Im looking for quality full quarter panels for a 1966 GTO . does anyone know if and who sells these, i see any help would be much appreciated


----------



## Pinion head (Jan 3, 2015)

There are no reproduction full 1/4's for '66 or 67 Pontiac A body 2 doors. 

For decades, those in such a need have sourced full 1/4's off western parts cars. 
There seems to be a TON of '66 projects coming out of the woodwork, maybe AMD will get on board and pursue reproducing some high quality reproduction full 1/4's. Unfortunately, AMD is probably the only concern I have any faith in reproducing anything close to correct high quality sheet metal for muscle era vehicles. We shall see, in the meantime, keep an eye peeled for cutoff full 1/4's. Have delivered or shipped quite a few full cutoff 1/4's over the years, just not '66's.


----------



## Gambitt (Dec 8, 2015)

What about this: 1966 67 GTO LeMans Hardtop LH Full Quarter Panel Reproduction Each | eBay

I need one myself, what is involved in making a 67 qtr fit a 66?

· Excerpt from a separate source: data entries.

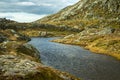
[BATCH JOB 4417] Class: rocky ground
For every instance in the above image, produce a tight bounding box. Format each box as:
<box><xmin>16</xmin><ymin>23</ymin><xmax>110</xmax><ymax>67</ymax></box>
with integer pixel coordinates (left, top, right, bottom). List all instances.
<box><xmin>53</xmin><ymin>27</ymin><xmax>120</xmax><ymax>60</ymax></box>
<box><xmin>0</xmin><ymin>55</ymin><xmax>79</xmax><ymax>80</ymax></box>
<box><xmin>0</xmin><ymin>28</ymin><xmax>80</xmax><ymax>80</ymax></box>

Sounds like the full-blown 66 quarter is almost ready for release.

Gambitt


----------



## Gambitt (Dec 8, 2015)

No one has any experience with these full reproduction quarters? As many people are in need of quarters, I expected someone would have already tried them by now.


----------



## Gambitt (Dec 8, 2015)

Dynacorn is the company making the new full quarters. Looks like a 67 is all that will be offered. I understand it isn't too difficult making a 67 quarter fit a 66. Can anyone give me any insight into this? I believe you just have to cut some off of the 67 quarter, but I am not for sure.

I contacted NPD last week and they said they will be stocking them soon.


----------



## Pinion head (Jan 3, 2015)

difference in 1/4's between the two years is in the rear bumper area.


----------



## Gambitt (Dec 8, 2015)

Looking over pics, I thought it was the top rear of the quarter. The 66 has a tail panel that comes up a lot higher than the 67. So it is only at the area where it meets the bumper?


----------



## Thunderbolt13 (Oct 31, 2017)

*Anybody find 66 Full Body Quarter Panels yet??*

:eek2:


----------



## DTM (Oct 25, 2007)

When I looked at a repo quarter the body lines were off. Tried to find a "western" one to no avail. Ended up patching the bottom (with a repo patch) and putting the work into the original.


----------



## M1Lover (Nov 29, 2017)

I just bought this car yesterday, a '66 GTO, and the new repro quarter panels are included. I do not know the source. When I get the car (pile) moved, I'll look for manufacturer info on them. H.


----------